My only don’t for avoiding parties is: don’t ever lie. This circles back around to my first tip above about not explaining your reason(s) why. I truly believe in Karma and don’t want a silly lie about why I can’t (read: don’t want to) go to a party to come back to me in the shape of whatever ugliness that would look like. Also, once you start lying, you have to remember what you put into the lie in case it comes up again. For example: you tell a friend you can’t attend a holiday party because you’re getting a facial that day at that exact time. A few weeks later that friend compliments you on your skin still looking so fabulous from that facial and without thinking (because you didn’t remember the lie!) you say, “What are you talking about?
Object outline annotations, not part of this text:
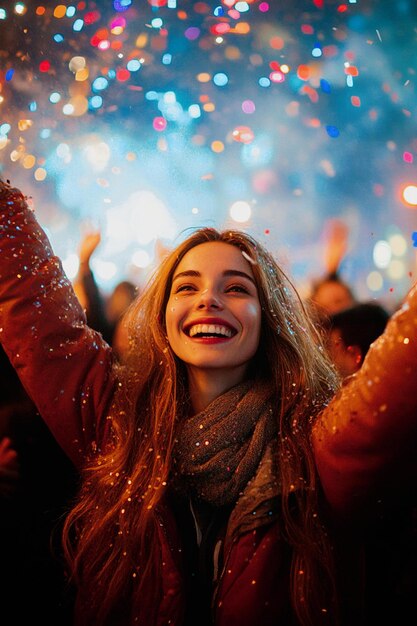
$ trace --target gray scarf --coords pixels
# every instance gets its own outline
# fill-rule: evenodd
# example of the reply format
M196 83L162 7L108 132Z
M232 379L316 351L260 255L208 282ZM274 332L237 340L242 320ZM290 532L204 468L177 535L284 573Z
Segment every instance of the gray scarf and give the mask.
M245 381L178 427L174 488L212 506L234 505L277 434L273 390Z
I haven’t had a facial in months!” And now, your friend’s face looks confused and their left eye is starting to squint because the thought is coming to their mind that you lied, all at the same time you’re seeing this look on that person’s face which now reminds you that YOU LIED AND YOU FORGOT YOUR LIE! So now you have to excuse yourself quickly and go hide in a hole and avoid that friend for a while.

I hope you went to–and are still going to–as many holiday parties as you want this year, and I hope you had a wonderful holiday season doing exactly whatever it was you wanted to do. On this last day of the year, I wish you a peaceful heart and I thank you, so very much, for taking the time to read this post.